Xavier Raufer, expert reconnu au CNAM et professeur à l’université de Shanghaï, explique que cette stratégie linguistique n’a pas pour but d’améliorer la compréhension mais d’affaiblir la conscience des citoyens. Par exemple, un simple « vol » est désormais décrit comme une « subtilisation », tandis qu’un quartier en danger perd son aspect concret pour devenir un « espace à risque ». Ces termes vagues créent un mur entre le public et les problèmes réels.
Ce phénomène a des conséquences profondes en France, où l’éloignement langagier a conduit à une baisse significative de la vigilance face aux crises sociales.
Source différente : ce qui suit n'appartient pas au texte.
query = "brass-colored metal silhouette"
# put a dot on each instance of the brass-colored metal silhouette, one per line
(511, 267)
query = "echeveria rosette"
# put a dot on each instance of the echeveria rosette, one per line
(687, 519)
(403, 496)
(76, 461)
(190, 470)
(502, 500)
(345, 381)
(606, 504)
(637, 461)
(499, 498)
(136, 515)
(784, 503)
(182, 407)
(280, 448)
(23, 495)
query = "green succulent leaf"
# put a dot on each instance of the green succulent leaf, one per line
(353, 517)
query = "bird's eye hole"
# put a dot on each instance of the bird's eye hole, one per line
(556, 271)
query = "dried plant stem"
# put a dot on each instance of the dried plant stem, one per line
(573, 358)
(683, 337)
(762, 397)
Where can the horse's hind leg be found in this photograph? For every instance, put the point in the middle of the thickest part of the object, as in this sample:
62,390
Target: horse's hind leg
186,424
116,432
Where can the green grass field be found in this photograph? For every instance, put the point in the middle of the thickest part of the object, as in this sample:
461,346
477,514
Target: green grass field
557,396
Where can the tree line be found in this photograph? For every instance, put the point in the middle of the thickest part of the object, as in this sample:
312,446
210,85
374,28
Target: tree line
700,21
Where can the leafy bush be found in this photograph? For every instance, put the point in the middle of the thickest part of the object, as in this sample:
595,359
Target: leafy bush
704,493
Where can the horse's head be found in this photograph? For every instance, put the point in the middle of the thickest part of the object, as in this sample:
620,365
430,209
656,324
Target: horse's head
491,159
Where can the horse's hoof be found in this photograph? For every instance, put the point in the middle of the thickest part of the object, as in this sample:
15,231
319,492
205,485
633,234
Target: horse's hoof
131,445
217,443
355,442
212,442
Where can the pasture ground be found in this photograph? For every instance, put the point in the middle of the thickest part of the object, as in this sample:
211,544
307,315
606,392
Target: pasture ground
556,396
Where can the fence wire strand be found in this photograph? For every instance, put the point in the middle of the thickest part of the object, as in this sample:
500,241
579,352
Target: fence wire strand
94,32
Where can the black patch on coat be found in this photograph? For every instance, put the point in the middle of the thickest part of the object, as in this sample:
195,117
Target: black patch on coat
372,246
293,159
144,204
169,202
Le spécialiste alerte que sans un vocabulaire clair, les décisions politiques restent en décalage avec les réalités sur le terrain. « Lorsqu’un mot est trop lourd, il disparaît », affirme-t-il. Pour éviter cet éloignement, il faut renoncer aux euphémismes et retrouver une communication directe capable de révéler la vérité sans détour. La société ne peut plus se permettre d’écouter des langages qui étouffent les enjeux les plus urgents.